FINRA mediation may be attractive to an RIA, but primarily because of the stable of experienced mediators that regularly engage in mediations of securities disputes. These mediators are not exclusive to FINRA, and may be hired directly. However, FINRA’s mediation arm is a good resource. Several mediators available through FINRA are skilled in the art of making investors feel good about a negotiated settlement while at the same time maintaining credibility with large institutional broker-dealers and their counsel.

A word about FINRA’s fees — FINRA arbitration costs money and FINRA mediators don’t come cheaply. FINRA’s arbitration fees are mostly refundable to the investor, if the case settles more than 10 days before hearing. The RIA has to pay a “surcharge” in an amount determined by reference to the amount of the investor’s claim, ranging from $150 to $3,750. The surcharge is only refundable if the RIA prevails at the hearing or the arbitration panel makes a separate award requiring the investor to reimburse the RIA.

If the case proceeds to a hearing, the parties share “hearing session fees” of $600 to $1,200 per hearing session (for three-arbitrator panels), unless the panel decides to reallocate those fees in its award.
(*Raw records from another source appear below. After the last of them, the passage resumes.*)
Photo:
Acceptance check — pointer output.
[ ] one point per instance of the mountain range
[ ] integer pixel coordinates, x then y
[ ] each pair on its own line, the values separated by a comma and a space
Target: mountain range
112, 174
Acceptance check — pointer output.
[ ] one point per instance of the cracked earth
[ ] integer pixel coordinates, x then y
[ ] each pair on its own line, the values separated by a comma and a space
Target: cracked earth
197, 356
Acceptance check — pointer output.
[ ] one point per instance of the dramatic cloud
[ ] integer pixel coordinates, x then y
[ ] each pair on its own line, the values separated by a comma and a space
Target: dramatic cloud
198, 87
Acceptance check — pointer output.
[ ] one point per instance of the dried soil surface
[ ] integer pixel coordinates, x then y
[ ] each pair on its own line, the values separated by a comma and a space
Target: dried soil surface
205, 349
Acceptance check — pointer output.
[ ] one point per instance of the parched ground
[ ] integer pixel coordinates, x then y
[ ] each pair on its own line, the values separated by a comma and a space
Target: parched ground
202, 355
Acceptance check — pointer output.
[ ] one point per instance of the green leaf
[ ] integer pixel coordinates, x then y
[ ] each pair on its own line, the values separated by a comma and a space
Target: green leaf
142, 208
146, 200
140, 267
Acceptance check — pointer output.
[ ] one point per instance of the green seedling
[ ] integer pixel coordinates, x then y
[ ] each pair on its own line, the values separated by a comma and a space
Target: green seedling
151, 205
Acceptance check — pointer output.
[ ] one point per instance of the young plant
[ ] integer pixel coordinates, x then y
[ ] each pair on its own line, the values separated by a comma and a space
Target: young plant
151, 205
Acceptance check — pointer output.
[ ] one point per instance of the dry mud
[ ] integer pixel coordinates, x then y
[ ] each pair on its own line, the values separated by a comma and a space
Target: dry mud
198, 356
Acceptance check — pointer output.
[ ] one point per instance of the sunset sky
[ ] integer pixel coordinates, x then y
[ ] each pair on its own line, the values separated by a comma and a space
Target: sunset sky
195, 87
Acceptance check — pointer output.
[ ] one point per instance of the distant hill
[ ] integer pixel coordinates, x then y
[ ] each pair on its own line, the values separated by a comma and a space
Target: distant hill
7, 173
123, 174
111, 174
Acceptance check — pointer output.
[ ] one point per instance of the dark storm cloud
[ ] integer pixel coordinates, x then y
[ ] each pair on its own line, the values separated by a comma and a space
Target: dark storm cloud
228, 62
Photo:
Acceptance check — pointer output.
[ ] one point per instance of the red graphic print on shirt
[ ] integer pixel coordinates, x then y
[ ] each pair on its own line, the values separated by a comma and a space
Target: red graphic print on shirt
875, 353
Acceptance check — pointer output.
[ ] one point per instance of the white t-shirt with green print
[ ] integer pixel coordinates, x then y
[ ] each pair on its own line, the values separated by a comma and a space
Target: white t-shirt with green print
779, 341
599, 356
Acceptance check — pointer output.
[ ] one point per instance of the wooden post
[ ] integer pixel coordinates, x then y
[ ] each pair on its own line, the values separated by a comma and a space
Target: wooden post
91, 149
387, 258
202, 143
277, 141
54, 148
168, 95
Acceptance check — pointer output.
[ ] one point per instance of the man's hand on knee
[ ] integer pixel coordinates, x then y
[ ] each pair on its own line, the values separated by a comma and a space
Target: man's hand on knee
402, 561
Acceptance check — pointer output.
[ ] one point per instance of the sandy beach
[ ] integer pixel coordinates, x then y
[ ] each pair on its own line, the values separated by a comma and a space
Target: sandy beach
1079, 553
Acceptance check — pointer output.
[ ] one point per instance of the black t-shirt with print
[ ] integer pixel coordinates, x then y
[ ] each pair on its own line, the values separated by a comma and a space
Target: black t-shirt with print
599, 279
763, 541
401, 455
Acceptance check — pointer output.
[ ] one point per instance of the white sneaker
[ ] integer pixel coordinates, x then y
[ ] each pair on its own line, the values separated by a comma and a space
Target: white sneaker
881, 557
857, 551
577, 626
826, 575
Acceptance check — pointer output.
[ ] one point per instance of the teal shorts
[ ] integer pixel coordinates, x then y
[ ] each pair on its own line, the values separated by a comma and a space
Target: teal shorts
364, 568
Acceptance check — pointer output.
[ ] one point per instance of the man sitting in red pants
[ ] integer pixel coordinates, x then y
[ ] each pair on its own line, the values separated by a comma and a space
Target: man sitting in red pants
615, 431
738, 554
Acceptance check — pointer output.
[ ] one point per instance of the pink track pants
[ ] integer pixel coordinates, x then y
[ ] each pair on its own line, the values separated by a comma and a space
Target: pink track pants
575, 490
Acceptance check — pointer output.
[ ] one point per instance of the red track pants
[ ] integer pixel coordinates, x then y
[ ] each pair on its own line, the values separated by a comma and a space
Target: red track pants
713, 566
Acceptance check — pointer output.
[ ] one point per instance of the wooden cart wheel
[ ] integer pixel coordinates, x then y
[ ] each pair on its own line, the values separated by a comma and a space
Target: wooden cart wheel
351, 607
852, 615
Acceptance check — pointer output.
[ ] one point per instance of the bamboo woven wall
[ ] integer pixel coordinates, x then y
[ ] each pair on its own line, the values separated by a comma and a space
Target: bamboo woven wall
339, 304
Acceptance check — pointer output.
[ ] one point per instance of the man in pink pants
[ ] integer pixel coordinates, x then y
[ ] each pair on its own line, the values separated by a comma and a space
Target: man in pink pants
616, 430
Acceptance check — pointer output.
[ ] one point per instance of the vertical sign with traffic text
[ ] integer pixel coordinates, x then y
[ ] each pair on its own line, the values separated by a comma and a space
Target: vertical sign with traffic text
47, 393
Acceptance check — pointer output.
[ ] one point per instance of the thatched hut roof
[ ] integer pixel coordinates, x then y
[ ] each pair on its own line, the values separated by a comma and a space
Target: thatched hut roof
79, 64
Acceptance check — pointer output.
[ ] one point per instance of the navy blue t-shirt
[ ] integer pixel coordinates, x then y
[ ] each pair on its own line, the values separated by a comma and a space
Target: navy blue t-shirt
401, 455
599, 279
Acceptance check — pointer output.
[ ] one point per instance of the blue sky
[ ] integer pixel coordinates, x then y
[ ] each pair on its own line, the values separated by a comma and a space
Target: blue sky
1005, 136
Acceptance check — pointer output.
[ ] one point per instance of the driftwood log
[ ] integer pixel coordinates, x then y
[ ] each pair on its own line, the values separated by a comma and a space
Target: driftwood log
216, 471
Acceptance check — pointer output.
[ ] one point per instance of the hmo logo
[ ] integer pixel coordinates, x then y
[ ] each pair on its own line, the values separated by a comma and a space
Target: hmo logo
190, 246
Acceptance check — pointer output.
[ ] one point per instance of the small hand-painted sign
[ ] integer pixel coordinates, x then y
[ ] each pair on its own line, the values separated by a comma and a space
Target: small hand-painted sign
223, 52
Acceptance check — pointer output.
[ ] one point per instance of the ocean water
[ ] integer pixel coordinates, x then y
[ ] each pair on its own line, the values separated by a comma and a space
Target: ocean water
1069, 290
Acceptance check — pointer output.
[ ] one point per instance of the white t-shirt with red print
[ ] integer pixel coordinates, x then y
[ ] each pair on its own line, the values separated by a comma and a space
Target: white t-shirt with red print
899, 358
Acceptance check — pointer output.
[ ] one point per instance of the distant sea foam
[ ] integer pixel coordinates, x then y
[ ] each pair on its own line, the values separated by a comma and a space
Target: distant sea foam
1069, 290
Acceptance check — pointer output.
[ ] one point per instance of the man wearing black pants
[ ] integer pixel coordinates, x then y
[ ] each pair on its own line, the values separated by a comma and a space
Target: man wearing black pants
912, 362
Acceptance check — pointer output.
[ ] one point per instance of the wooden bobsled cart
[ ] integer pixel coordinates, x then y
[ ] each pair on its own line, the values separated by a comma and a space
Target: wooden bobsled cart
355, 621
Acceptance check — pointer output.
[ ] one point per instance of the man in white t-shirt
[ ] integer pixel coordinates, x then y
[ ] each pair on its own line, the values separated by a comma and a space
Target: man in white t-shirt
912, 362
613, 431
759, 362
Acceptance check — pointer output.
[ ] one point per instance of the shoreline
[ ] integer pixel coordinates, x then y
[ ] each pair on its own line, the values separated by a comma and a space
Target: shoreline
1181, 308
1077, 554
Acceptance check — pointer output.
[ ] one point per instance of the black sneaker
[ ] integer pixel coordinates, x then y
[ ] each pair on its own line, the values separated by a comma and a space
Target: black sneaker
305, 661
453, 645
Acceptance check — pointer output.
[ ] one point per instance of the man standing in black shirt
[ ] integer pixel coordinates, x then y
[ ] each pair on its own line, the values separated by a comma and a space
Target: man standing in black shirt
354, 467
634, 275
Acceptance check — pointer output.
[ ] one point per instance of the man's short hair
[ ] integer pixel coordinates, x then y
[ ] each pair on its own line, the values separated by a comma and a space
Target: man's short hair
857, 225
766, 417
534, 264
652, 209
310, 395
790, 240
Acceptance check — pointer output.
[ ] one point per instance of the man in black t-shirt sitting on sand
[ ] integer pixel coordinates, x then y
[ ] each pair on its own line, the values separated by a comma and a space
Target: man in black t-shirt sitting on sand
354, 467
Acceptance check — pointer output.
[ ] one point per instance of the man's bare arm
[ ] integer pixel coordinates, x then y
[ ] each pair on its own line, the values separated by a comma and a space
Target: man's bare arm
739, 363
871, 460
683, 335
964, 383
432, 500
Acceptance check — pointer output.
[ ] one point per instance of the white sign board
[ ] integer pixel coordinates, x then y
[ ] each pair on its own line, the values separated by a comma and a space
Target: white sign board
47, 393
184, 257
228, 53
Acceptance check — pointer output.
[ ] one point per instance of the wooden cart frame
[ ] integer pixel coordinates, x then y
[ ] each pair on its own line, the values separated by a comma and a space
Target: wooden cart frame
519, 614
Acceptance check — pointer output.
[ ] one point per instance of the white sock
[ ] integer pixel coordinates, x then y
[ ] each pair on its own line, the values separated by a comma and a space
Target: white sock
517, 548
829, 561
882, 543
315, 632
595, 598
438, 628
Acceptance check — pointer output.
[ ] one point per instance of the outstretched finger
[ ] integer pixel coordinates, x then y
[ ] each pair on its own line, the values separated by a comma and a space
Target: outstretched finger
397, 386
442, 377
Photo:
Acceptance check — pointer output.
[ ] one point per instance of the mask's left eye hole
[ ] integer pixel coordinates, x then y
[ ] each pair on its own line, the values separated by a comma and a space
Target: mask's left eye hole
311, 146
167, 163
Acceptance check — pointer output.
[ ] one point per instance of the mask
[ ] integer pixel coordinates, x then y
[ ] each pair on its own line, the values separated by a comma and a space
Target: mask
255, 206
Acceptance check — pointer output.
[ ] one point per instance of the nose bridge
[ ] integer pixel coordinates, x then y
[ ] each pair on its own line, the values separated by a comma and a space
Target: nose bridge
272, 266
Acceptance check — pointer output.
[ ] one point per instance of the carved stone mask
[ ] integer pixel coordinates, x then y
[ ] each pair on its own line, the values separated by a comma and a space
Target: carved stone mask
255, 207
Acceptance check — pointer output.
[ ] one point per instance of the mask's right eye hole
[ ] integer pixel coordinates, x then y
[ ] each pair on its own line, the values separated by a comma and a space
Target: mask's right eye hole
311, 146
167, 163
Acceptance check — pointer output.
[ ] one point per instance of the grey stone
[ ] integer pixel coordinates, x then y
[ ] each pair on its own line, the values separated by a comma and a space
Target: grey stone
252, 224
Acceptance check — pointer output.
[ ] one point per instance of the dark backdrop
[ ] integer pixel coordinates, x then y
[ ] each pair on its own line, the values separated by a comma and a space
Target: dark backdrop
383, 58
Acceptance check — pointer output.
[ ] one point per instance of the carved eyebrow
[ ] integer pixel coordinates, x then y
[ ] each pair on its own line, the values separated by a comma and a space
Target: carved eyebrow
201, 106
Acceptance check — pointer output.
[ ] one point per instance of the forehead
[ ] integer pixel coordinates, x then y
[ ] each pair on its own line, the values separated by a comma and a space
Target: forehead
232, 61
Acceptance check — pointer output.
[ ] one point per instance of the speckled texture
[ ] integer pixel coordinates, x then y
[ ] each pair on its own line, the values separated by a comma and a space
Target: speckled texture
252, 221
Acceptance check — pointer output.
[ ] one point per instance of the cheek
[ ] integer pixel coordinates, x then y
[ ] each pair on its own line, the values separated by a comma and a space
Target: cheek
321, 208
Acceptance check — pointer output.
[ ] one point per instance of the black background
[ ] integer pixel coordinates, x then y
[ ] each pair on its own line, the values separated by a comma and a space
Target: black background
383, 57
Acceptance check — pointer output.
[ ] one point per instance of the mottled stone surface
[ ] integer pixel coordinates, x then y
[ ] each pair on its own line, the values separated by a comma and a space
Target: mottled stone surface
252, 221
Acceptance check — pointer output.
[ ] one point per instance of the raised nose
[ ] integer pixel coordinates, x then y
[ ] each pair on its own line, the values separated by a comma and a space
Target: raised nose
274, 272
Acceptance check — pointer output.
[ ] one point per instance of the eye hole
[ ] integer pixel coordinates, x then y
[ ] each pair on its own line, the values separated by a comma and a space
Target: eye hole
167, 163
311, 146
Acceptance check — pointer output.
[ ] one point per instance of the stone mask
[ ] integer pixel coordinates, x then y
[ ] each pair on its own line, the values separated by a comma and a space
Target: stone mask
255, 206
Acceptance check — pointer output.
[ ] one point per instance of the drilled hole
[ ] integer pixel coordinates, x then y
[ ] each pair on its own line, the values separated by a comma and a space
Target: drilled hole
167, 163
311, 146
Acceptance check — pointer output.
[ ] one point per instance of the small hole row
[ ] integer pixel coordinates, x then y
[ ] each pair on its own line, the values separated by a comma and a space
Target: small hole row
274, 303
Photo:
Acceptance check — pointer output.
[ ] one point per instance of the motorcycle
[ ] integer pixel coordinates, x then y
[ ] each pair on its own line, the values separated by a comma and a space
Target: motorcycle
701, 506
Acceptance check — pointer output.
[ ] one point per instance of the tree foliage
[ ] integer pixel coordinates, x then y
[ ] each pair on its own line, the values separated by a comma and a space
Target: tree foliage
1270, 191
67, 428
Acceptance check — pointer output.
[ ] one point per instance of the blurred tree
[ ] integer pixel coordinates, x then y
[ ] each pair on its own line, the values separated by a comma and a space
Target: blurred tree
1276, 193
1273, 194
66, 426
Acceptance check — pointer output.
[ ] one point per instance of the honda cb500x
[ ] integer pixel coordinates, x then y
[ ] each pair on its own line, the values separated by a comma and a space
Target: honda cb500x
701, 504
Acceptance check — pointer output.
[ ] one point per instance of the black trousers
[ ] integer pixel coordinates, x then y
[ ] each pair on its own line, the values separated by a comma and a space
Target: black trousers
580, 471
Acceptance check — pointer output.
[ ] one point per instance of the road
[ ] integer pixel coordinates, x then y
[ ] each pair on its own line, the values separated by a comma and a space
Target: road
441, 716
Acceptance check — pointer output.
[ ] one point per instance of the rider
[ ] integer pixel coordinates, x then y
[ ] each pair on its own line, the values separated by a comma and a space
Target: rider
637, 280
A hearing “session” is a morning or an afternoon session, and there can be two hearing sessions per day.

RIAs should consider the possibility of pursuing FINRA arbitration and mediation in customer and employment disputes. In appropriate cases, FINRA’s resources and procedures may be helpful in resolving disputes in a timely and cost-effective manner.

Steven E. Cole is a partner in the law firm of Leclair Korona Giordano Cole LLP, and concentrates his practice in the area of commercial and securities litigation.